The following question comes from an old friend, John Baez. John is a renowned mathematical physicist and internet guru. You should look at his website and his blog for an enormously informative and entertaining survey of mathematics and physics.

My reply is here.

MK

Hi! Why is Spec(Z) 3-dimensional?

I think I understand what the number theorist James wrote in response to “week257” of This Week’s Finds:

“Instead of considering Z, let’s consider F[x], where F is a finite field. They are both principal ideal domains with finite residue fields, and this makes them behave very similarly, even on a deep level. I’ll explain why F[x] is three-dimensional, and then by analogy we can hope Z is, too. Now F[x] is an F-algebra. In other words, X = Spec(F[x]) is a space mapping to S = Spec(F). I already explained why S is a circle from the point of view of the etale topology. So, if X is supposed to,be three-dimensional, the fibers of this map better be two-dimensional. What are the fibers of this map? Well, what are the points of S? A point in the etale topology is Spec of some field with a trivial absolute Galois group, or in other words, an algebraically closed field (even better, a separably closed one). Therefore a etale point of S is the same thing as Spec of an algebraic closure Fbar of F. What then is the fiber of X over this point? It’s Spec of the ring Fbar[x]. Now, *this* is just the affine line over an algebraically closed field, so we can figure out its cohomological dimension. The affine line over the complex numbers, another algebraically closed field, is a plane and therefore has cohomological dimension 2. Since etale cohomology is kind of the same as usual singular cohomology, the etale cohomological dimension of Spec(Fbar[x]) ought to be 2.

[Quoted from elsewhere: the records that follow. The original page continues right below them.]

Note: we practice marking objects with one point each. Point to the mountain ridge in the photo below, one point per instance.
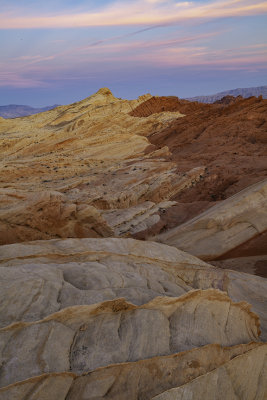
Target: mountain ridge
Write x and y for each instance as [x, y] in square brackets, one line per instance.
[19, 110]
[244, 92]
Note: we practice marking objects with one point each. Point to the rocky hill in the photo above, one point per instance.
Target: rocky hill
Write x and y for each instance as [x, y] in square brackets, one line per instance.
[14, 110]
[244, 92]
[133, 251]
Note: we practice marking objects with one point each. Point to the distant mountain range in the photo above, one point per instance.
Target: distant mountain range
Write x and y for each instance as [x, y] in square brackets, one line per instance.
[244, 92]
[14, 110]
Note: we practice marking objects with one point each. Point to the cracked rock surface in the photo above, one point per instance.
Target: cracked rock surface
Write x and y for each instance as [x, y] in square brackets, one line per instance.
[88, 311]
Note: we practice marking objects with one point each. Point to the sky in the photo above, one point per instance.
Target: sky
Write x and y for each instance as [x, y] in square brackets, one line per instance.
[61, 51]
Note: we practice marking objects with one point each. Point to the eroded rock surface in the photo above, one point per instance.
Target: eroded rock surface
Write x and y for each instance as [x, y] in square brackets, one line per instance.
[82, 338]
[82, 316]
[135, 380]
[244, 377]
[224, 226]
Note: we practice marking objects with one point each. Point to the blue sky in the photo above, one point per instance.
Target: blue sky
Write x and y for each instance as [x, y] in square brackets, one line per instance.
[61, 51]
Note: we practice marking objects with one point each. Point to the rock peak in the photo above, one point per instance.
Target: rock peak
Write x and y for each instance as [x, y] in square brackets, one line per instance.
[104, 92]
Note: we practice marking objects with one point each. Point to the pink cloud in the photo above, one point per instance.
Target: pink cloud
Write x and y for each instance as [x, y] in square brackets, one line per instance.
[146, 12]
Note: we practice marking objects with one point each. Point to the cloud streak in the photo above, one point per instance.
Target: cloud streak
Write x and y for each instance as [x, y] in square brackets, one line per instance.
[149, 12]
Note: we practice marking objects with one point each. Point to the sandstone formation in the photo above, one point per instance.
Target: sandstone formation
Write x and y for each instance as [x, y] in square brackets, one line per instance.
[83, 338]
[244, 377]
[89, 311]
[137, 380]
[223, 227]
[43, 277]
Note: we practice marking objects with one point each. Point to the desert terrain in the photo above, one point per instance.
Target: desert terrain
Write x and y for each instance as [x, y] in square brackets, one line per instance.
[133, 250]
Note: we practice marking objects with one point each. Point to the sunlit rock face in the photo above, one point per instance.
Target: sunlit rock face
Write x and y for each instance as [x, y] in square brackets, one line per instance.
[88, 311]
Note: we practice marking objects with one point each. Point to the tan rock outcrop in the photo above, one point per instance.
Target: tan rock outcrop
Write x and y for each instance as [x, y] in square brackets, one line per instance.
[224, 226]
[82, 338]
[244, 377]
[141, 379]
[91, 153]
[43, 277]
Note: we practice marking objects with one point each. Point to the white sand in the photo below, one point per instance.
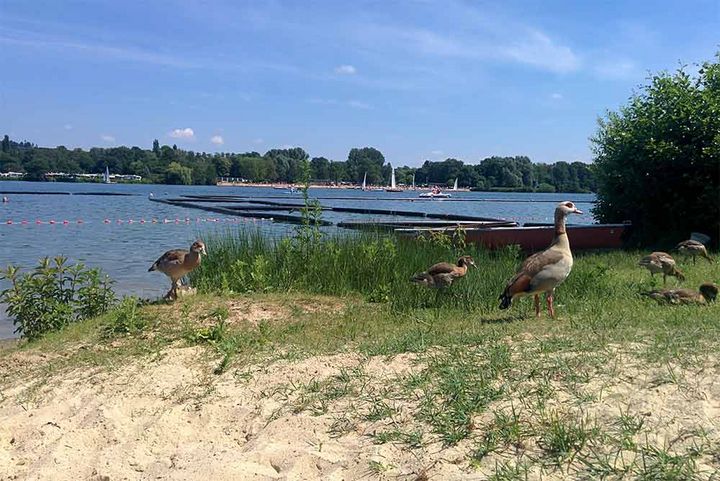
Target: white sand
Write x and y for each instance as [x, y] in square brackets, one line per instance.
[172, 419]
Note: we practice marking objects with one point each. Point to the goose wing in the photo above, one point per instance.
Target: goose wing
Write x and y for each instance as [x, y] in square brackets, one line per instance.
[530, 269]
[441, 268]
[173, 257]
[690, 244]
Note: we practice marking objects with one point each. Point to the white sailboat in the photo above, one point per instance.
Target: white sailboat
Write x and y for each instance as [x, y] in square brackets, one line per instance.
[106, 176]
[393, 187]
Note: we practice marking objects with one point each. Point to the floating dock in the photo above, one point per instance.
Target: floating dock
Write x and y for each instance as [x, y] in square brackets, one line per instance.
[288, 211]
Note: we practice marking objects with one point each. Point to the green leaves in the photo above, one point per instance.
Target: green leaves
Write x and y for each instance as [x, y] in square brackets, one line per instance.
[658, 158]
[54, 295]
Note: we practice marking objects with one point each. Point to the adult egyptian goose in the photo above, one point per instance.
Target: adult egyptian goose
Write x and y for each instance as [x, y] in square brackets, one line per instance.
[177, 263]
[661, 262]
[693, 248]
[544, 271]
[705, 294]
[443, 274]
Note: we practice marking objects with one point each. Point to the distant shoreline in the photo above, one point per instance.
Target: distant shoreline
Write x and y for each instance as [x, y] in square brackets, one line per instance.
[281, 186]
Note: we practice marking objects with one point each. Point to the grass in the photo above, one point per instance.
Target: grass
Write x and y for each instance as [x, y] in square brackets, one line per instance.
[517, 394]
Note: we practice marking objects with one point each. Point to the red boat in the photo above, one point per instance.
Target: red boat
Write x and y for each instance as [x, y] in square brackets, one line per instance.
[537, 237]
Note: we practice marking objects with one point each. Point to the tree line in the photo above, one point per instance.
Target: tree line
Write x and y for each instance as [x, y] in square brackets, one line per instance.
[171, 165]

Therefore X looks like a 3-manifold fibered in 2-manifolds over Spec(F), which looks like a circle. Back to Spec(Z), we analogously expect it to look like a 3-manifold, but absent a (non-formal) theory of the field with one element, Z is not an algebra over anything. Therefore we expect Spec(Z) to be a 3-manifold, but not fibered over anything.”

But, it would be nice to go a bit deeper than mere “reasoning by analogy with Fbar[x]”, without yet diving into a full-blown calculation of the etale cohomology of Spec(Z). Can you say anything that’s helpful and fun? related question is this. Nowadays various people are making serious attempts to define the field with one element and do algebraic geometry over this field. With these, Z *is* an algebra over the field with one element. How much does this help?